This is the second in a series of posts in which I share my advice for candidates interviewing for tech companies, drawing on my experience as an engineer and interviewer at Google. If you haven’t already, take a look at the introduction to this series.

Before I start, a disclaimer: while interviewing candidates is one of my professional responsibilities, this blog represents my personal observations, my personal anecdotes, and my personal opinions. Please don’t mistake this for any sort of official statement by or about Google, Alphabet, or any other person or organization.

This was the first problem I used during my interviewing career, and it was also the first to leak and get banned. I like it because it hits number of sweet spots:

  • It’s easy to state and understand.
  • It has a number of solutions, each requiring varying degrees of algorithms and data structures knowledge. Also, a little bit of insight goes a long way.
  • Each solution can be implemented in relatively few lines, making it perfect for a time-constrained environment.

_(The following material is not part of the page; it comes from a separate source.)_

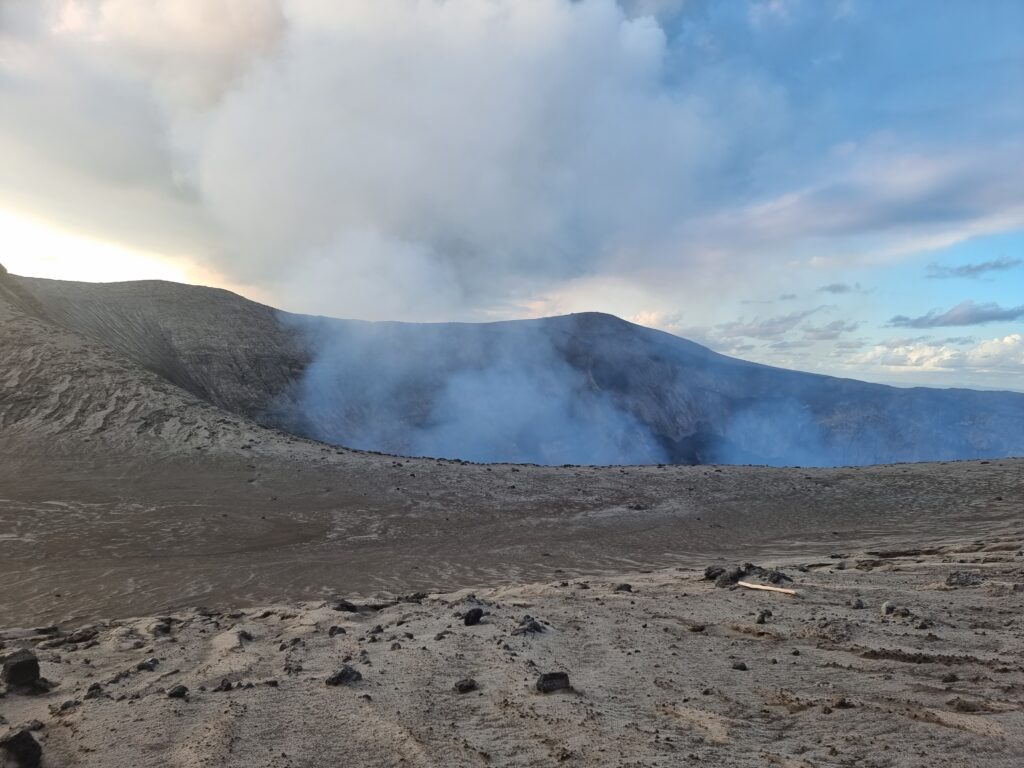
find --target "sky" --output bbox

If you’re a student or otherwise applying to tech jobs, my hope is that you’ll come away from reading this with a better understanding of what to expect from interview problems. If you’re an interviewer, I’d like to share my thought process and stylistic approach to interviewing, the better to inform others and solicit comments.

Note I’ll be writing code in Python. I like Python because it’s easy to learn, compact, and has an absolutely massive standard library. Candidates like it, too: even though we impose no language constraints, 90% of people I interview use Python. Also I use Python 3 because c’mon, it’s 2018.

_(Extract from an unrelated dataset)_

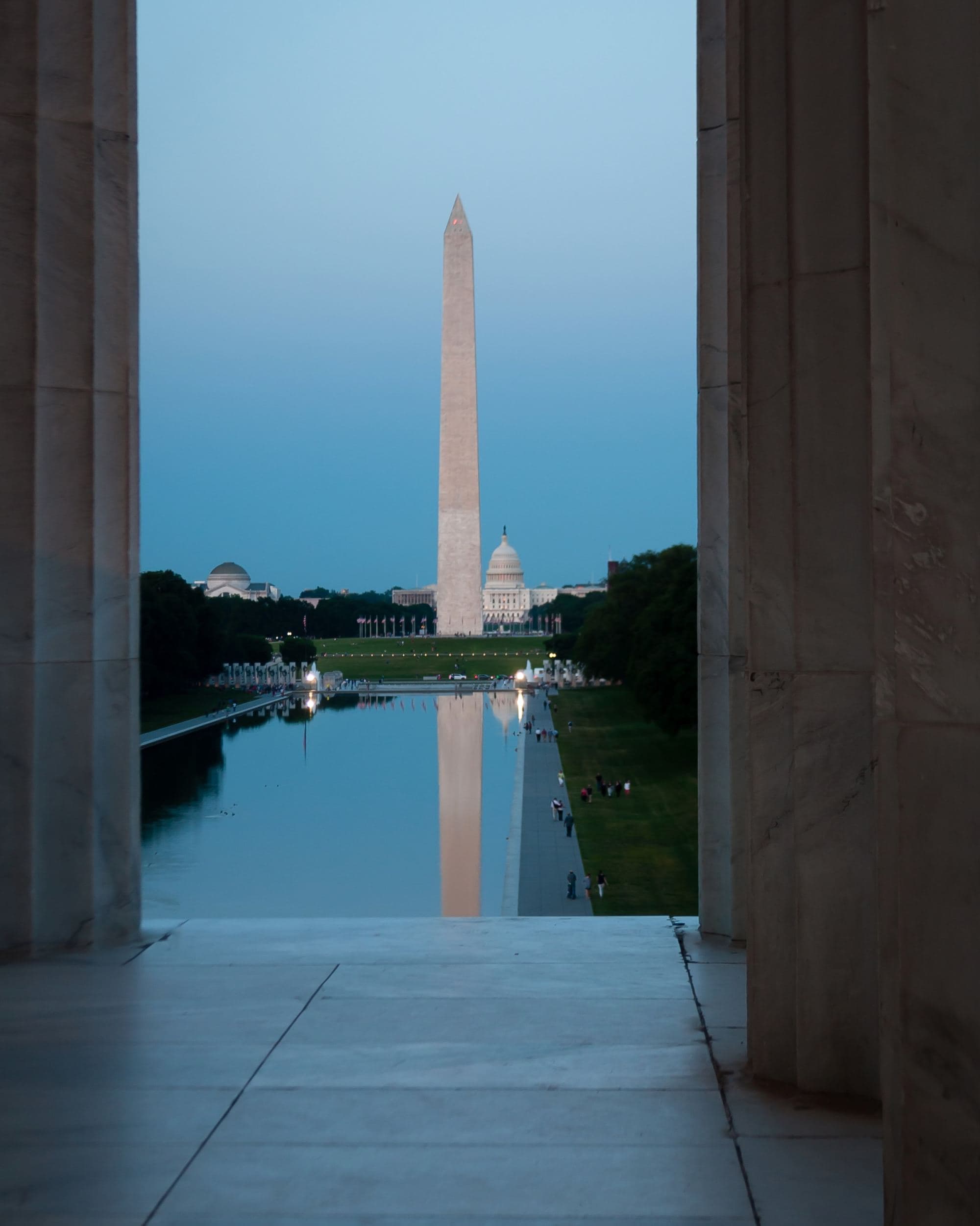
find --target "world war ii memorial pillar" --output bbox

Join our Discord to discuss this problem with the author and the community!

The Question

Imagine you place a knight chess piece on a phone dial pad. This chess piece moves in an uppercase “L” shape: two steps horizontally followed by one vertically, or one step horizontally then two vertically:

Image for post
Pay no attention to the poorly-redacted star and pound keys

Suppose you dial keys on the keypad using only hops a knight can make. Every time the knight lands on a key, we dial that key and make another hop. The starting position counts as being dialed.

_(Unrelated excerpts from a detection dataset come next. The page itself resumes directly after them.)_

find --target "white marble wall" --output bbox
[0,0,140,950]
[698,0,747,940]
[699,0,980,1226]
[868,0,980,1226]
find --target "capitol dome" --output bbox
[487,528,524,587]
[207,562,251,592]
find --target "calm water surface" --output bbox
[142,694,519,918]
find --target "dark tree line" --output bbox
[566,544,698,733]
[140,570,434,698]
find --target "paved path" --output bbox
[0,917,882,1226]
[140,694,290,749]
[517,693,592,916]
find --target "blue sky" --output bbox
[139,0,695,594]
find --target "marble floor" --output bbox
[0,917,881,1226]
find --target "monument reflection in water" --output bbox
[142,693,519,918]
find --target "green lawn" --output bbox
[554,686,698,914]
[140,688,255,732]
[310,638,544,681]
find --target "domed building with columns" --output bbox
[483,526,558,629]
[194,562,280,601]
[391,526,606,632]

How many distinct numbers can you dial in N hops from a particular starting position?

Discussion

Every interview I conduct basically breaks down into two parts: first we find an algorithmic solution and then the candidate implements it in code. I say “we” find a solution because I’m not a mute spectator: 45 minutes is not a lot of time to design and implement anything under the best circumstances, never mind under pressure. I let candidates take the lead in the discussion, generating ideas, solving instances of the problem, etc., but I’m more than happy to give a nudge in the right direction. The better the candidate, the fewer hints I tend to have to give, but I have yet to see a candidate who required no input from me at all.

I should underscore this, because it’s important: as an interviewer, I’m not in the business of sitting back and watching people fail. I want to write as much positive feedback as I can, and I try to give you opportunities to allow me to write good things about you. Hints are my way of saying “okay, I’m gonna give this bit to you, but only so you can move on and show me what you’ve got on the other parts of the question.”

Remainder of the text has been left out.